Gazeteciliğimi de görev yaptığım dönemlerde de yöneticiliğimi de hep bu doğrultuda yaptım. Kariyer hedefim asla memleketin önüne geçmedi…

Tanıyanlar ‘aday mısın’ diye sormaz. Sormuyor da. Ama tanımayanlar ya da tanımaktan rahatsız olanlar -ki onlar da olacak muhakkak- ‘Aday mıyım?’ı çok merak ediyor…

Öyle ya ranta geçit vermeyen, kamucu bir anlayışla hem gazetecilikte hem görevlerimde çok can yakmışlığım var.  Ondan korkuyor bir kısmı…

Bir kısmı da beni en büyük rakip olarak görüp şimdiden itibar cellatlığı yapmaya çalışıyor ki yıkamacı yağlamacı onlar.  Beslendikleri kanallara övgüler dizerken iki arada bir derede şahsıma dönük asılsız, uyduruk çapsız yazılar yazıyorlar…

E, meyve veren ağaç taşlanır.
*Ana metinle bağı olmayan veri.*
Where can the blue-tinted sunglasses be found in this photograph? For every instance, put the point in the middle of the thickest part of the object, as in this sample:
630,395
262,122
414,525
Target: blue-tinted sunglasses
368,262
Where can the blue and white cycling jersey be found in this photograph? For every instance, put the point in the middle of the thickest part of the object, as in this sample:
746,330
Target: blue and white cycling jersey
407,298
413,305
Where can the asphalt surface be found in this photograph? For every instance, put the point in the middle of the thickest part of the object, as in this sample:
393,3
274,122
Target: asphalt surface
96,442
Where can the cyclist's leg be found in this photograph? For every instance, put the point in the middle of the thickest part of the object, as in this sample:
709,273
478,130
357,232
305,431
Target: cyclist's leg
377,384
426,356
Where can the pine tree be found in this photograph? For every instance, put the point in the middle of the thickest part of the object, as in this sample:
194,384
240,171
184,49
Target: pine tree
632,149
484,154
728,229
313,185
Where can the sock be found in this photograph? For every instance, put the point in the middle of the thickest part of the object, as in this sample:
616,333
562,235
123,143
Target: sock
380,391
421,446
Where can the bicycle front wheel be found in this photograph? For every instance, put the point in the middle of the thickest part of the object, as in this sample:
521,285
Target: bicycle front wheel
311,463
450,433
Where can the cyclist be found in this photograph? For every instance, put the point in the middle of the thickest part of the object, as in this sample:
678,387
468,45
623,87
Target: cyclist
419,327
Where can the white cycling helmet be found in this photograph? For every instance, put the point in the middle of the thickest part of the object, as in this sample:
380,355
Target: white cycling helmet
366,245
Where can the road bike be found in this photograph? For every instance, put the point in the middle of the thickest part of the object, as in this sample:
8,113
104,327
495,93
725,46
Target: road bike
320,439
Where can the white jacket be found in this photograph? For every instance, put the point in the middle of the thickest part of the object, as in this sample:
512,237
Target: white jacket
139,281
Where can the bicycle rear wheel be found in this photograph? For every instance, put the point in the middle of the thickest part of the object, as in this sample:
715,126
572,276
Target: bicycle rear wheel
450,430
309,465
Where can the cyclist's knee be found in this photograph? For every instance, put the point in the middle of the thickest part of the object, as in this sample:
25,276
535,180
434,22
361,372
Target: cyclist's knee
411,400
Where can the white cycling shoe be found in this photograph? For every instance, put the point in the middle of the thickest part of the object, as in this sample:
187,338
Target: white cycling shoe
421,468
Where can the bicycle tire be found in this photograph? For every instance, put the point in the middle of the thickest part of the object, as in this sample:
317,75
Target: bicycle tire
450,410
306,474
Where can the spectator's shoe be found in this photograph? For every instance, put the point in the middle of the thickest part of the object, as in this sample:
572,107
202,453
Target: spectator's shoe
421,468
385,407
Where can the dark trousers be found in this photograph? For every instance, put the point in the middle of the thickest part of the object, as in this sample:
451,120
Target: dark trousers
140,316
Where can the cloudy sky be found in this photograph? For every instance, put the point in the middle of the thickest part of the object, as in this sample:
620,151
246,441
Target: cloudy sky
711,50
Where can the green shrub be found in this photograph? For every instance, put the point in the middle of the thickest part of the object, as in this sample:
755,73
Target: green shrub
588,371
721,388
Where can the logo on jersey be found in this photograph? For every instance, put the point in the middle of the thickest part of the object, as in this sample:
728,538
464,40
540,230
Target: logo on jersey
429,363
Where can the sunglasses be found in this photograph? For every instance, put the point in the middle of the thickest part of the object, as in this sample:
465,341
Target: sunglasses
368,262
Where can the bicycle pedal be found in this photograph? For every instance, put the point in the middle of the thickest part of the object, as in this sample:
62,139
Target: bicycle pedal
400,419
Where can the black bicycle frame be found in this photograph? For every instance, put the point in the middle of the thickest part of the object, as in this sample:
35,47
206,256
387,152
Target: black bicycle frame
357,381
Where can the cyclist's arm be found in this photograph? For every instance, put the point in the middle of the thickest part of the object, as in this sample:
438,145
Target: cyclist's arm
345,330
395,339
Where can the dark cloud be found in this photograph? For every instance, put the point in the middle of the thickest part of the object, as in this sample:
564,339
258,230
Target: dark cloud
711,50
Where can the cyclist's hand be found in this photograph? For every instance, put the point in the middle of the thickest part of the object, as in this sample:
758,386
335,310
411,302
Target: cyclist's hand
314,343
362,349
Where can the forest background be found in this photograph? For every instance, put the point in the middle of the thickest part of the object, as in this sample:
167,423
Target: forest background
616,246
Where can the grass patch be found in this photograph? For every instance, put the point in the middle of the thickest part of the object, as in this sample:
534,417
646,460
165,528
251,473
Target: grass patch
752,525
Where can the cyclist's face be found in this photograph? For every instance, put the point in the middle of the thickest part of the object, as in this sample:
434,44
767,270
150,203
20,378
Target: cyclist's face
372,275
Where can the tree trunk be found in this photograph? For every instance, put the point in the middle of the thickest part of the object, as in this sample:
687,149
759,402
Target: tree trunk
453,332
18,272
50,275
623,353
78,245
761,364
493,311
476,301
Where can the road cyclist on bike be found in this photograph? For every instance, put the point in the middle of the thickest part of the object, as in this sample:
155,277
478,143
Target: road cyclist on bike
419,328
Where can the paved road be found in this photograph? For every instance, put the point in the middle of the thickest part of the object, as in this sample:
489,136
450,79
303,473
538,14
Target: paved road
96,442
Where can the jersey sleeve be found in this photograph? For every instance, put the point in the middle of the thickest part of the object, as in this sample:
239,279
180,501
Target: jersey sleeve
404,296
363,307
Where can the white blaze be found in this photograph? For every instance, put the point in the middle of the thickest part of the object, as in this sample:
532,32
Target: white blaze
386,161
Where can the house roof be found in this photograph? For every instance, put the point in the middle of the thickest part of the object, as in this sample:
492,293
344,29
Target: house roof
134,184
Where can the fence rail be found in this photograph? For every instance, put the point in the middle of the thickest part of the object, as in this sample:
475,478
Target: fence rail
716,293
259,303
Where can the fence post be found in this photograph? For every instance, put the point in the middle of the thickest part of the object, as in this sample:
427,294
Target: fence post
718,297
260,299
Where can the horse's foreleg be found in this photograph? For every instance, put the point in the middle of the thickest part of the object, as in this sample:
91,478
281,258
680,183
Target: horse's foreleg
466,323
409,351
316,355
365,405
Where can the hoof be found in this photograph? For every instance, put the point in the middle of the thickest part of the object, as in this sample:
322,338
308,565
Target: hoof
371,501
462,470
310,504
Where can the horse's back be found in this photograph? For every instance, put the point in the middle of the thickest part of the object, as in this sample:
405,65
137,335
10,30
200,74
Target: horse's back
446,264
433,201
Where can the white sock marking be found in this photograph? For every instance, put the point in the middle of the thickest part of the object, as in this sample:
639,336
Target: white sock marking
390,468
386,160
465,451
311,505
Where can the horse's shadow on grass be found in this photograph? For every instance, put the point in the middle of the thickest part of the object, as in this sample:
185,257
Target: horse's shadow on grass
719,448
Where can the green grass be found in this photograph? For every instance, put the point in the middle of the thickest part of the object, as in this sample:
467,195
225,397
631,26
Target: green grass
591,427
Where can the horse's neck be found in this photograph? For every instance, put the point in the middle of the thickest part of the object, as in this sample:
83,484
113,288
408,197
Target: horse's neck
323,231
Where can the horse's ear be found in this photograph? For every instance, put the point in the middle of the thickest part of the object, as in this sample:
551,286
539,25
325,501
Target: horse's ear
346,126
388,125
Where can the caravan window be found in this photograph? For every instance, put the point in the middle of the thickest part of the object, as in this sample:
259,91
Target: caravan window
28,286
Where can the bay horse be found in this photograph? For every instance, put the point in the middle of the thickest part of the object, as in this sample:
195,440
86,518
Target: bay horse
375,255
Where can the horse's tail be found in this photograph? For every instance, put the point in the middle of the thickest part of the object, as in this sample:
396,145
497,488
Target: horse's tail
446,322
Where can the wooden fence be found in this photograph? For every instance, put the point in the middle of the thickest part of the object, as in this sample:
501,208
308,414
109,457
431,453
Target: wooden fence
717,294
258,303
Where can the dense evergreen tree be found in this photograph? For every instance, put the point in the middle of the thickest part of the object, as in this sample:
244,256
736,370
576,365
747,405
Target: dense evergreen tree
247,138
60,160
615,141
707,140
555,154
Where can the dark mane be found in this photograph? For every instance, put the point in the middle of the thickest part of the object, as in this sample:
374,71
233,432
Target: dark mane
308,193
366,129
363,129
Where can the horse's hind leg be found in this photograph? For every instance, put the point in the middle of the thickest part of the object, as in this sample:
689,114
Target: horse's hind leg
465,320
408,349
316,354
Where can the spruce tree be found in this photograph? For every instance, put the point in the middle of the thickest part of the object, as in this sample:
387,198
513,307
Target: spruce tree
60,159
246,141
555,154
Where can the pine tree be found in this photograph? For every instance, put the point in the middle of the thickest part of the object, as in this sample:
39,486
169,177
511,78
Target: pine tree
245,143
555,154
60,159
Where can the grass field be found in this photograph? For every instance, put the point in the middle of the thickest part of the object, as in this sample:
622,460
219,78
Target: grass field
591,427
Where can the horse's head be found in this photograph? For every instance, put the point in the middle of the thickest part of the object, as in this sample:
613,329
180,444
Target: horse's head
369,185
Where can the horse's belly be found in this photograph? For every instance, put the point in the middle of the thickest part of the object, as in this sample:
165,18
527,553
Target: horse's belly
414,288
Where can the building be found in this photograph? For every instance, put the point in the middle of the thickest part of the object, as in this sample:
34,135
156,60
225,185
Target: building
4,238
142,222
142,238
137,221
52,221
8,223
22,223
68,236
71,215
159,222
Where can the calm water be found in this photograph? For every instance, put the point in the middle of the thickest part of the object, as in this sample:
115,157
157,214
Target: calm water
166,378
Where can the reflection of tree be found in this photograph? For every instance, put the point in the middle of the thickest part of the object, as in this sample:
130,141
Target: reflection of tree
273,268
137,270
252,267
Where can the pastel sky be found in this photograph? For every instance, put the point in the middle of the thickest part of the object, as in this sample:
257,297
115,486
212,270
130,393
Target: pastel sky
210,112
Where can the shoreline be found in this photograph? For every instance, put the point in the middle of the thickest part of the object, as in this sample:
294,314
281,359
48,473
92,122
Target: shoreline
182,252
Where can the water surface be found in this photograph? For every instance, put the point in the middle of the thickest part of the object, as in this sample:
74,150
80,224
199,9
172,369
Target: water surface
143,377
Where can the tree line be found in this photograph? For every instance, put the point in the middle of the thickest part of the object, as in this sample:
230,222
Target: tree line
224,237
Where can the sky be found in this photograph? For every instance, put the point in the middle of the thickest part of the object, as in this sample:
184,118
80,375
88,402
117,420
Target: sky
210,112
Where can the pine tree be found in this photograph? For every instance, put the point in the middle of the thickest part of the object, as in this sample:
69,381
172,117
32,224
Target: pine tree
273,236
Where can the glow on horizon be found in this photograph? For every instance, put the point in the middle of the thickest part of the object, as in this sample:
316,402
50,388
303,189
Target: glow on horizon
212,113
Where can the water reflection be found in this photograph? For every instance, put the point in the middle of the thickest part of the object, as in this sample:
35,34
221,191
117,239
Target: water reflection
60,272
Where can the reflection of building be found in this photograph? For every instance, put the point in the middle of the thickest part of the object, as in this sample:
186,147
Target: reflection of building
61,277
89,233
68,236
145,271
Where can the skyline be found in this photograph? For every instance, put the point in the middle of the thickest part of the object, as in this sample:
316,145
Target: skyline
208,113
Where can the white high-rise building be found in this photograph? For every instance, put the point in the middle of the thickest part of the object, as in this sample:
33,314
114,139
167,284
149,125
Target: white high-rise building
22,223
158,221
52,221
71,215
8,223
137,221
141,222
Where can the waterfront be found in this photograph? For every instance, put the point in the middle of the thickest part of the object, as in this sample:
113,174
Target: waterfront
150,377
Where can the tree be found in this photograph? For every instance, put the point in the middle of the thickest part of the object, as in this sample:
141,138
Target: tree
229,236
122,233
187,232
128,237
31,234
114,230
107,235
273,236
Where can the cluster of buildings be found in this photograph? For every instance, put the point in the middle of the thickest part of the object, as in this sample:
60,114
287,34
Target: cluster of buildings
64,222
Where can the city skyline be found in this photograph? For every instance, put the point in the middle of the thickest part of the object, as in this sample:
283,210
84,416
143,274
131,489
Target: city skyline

Ama bir seviyeniz olsun…

Gazeteciliğimi unutup her ziyaretimden ya da bana yapılan her ziyaretten anlam çıkarmaya çalışanlar var ki akıllara zarar…

Bir gün HDP, diğer gün DP, bir başka gün DEVA, Zafer, Saadet; İYİ Parti heyetleri ile gören aklı evveller devreleri yanmış yorumlar yapmaya çalışıyor…

Yazık, Allah şifalarını versin…

Bunu şimdilik burada kesiyor ve bu kadar ciddi ülke meselesi arasında adaylığıma kilitlenmeleri yerine ülkenin bu kadar yakıcı meselesine karşı bir şey yapmalarını öneriyorum. Ama yapabileceklerinden umudum yok…

Çünkü iktidarın dümeninden ayrılamazlar. Yandan muhalefetten de beslenirler ama muhalefete hayırları yoktur…

Ben ne yapıyorum onu anlatayım. 41 Yaşında genç bir anne, iş insanı, gazeteci, aktivist olarak tüm mücadelem memleketimizin düzlüğe çıkışı. Yıllardır mesleğimi tüm zorluğa rağmen sürdürmem de bundandır. Demokratik, laik ve refah seviyesi yükselmiş bir Türkiye Cumhuriyeti için çabalıyorum…

Sadece siyasetçilerle birlikte değilim. Meslek odaları, esnaf odaları, hemşehri dernekleri, kadın örgütleri, sendikalar, öğrenciler vs…

Yoksullaşan Türkiye’de öğrencilerin beslenme ve barınma sorununu en çok haber yapan, yazan gazeteciyim…

Bazı aklı evveller ‘Onların ‘kaçak apartı’ var ama sürekli yurt haberi yapıyorlar’ diye uyduruk saldırılarda da bulunmaya çalıştı ama tutmaz…

Kaçağı dışında doğru hem şahsımın hem de eşimin mülkleri var. Öğrencilere ucuz olarak kiralıyoruz. Ama kaygımız mülklerimizi doldurmak değil, devletin yeterli yurt yatırımı yapmasını sağlamak…

Bakın ne güzel ki ısrarlı haberciliğimizle hem barınma hem de beslenme konusunda adımlar atılıyor…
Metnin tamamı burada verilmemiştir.